Seorang wanita berambut panjang dengan warna kulit kecoklatan yang masih memakai seragam sekolah SMA menangis dan berlarian menghindari seseorang. Ia tak tau harus pergi ke mana lagi, saat itu anak-anak lain sudah pada pulang sekolah. Ia tak bisa meminta bantuan siapa pun. Ia berlari ke atap gedung sekolah.
"Jangan mendekat, aku mohon lepaskan aku," rintih wanita itu yang semakin berjalan mundur dan akhirnya kakinya terkilir sehingga membuatnya tergelincir dan jatuh ke bawah. "Archhhhh," teriak wanita itu yang jatuh dari lantai sembilan gedung sekolah itu.
Tak lama kemudian Ambulance segera datang untuk menolong, tapi naas nyawanya tidak tertolong lagi. Ia pun menghembuskan nafasnya di mobil Ambulance.
***
Tiga bulan kemudian.
Di sebuah kamar mandi sekolahan, beberapa siswa SMA sedang berkumpul.
"Tolong ampuni aku. Aku janji akan mengerjakannya lain kali." Shifa gadis berambut panjang dan memakai kacamata itu memohon ampun pada mereka semua.
"Sialan kamu ya! aku nyuruh kamu buat ngerjain nih soal, tapi kenapa belum kelar juga ha!" bentak Anjel ketua geng itu seraya menjambak rambut Shifa yang panjang.
"Aku tidak bisa mengerjakannya sekaligus, karena terlalu banyak!" rintih gadis itu seraya menahan sakit karena rambutnya dijambak.
"Banyak bacot kamu ya! udah Jel kita basmi aja ni anak!" ucap Rani salah satu anggota geng itu dan yang paling garang diantara mereka.

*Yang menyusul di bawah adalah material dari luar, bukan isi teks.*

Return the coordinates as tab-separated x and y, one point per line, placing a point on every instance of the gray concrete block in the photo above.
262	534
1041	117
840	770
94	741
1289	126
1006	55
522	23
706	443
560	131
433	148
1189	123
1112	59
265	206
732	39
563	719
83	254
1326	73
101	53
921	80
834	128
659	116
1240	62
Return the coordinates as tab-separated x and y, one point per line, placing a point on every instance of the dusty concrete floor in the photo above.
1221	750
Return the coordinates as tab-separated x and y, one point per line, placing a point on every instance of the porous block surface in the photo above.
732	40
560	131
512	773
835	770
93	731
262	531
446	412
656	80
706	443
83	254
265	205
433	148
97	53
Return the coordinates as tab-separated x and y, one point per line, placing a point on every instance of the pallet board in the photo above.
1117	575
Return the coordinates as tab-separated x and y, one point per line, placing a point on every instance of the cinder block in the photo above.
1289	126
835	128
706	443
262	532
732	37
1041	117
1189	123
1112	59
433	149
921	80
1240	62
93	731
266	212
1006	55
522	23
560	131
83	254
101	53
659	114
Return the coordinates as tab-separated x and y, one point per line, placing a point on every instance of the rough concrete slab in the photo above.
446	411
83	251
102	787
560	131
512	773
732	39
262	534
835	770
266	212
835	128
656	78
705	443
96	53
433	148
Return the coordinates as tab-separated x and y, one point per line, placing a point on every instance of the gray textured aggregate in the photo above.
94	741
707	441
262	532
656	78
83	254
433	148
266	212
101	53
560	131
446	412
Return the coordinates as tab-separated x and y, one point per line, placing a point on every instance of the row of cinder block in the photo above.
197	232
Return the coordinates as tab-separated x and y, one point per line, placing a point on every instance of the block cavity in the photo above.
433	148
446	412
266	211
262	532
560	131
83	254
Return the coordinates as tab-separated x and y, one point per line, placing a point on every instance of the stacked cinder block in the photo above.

Dia mengambil ember air bekas pel-pelan yang berada di pinggir pintu lalu menyiramkannya ke muka Shifa.
"Byurrrrr." Shifa memohon ampun seraya mengelap wajah dan kacamatanya yang basah kuyup karena air itu.
"Lain kali kalau ini terjadi lagi aku gak akan melepaskanmu!" ucap Anjel yang sangat marah seraya menendang tubuh Shifa hingga tersungkur ke lantai.
Mereka pergi meninggalkannya. Shifa menangis meratapi nasipnya, memegang seluruh baju seragamnya yang basah.
Ia lalu duduk di sebuah kursi mengeringkan rambutnya. Ia mengelap kacamata kesayangannya menggunakan tissue. Dari arah lain, Agus seorang cowok yang berpenampilan biasa datang menghampirinya. "Fa, kenapa lagi kamu? Kok bisa basah kuyup gini!" ucapnya seraya cemas melihat teman akrabnya itu kebasahan.
Shifa tak ingin menjawabnya, hanya merunduk dan masih sibuk dengan kacamatanya. Tapi Agus tahu itu. "Pasti ini ulah mereka lagi kan! kenapa kamu gak ngelaporin ke Pak guru aja sih!" ucapnya sedikit emosi.
"Apa itu akan membuat mereka berhenti menggangguku, itu malah makin membuat mereka membenciku."
"Tapi ini sudah keterlaluan Fa, setidaknya kamu juga harus melawan mereka."
"Sudah lah Gus, aku nggak papa kok."
Agus meyampirkan jaketnya ke pundak Shifa. "Pakai ini, biar kamu nggak demam."
Shifa tersenyum. "Makasih ya Gus."
Agus dan Shifa berteman sejak SMP. Rumah mereka pun di satu desa yang sama. Walau mereka berbeda kelas tapi Agus selalu mendatangi Shifa ketika jam istirahat ataupun pulang sekolah.
Agus dan Shifa sering ke masjid mendengarkan ceramah dari pak ustad Anwar. Hati Shifa tenang mendengar alunan doa yang selalu di ucapkan Pak Ustadz.
***
Makin hari bukannya geng Angel berhenti membully Shifa. Tapi malah semakin parah, tak tanggung-tanggung mereka kadang menggunting baju seragam milik Shifa. Hanya karena dia adalah orang miskin dan ibunya bekerja sebagai pencuci baju di rumah para tetangganya, dia harus dibully seperti itu.
"Apa kalian gak keterlaluan ya ngerjain tu anak!" bentak Prima salah satu anggota geng Angel dan juga pacar dari wanita berambut coklat itu.
"Ini belum apa-apa, aku bisa lebih membuatnya menderita dari ini!" bantah Angel bersungut-sungut.
"Kalau dia bunuh diri gimana? Apa kalian mau menanggungnya?" ucapnya menakuti mereka agar berhenti menyakiti Shifa.
"Kamu nih Prim, selalu aja ngebantah aku, sebel aku sama kamu!" ucap Angel dengan kesal lalu pergi meninggalkan Prima bersama teman lainnya.
Shifa berlari masuk ke kamar mandi. Ia menangis sejadi-jadinya. Ia meremas baju seragamnya yang sudah bolong karna digunting oleh Angel dan teman-temannya.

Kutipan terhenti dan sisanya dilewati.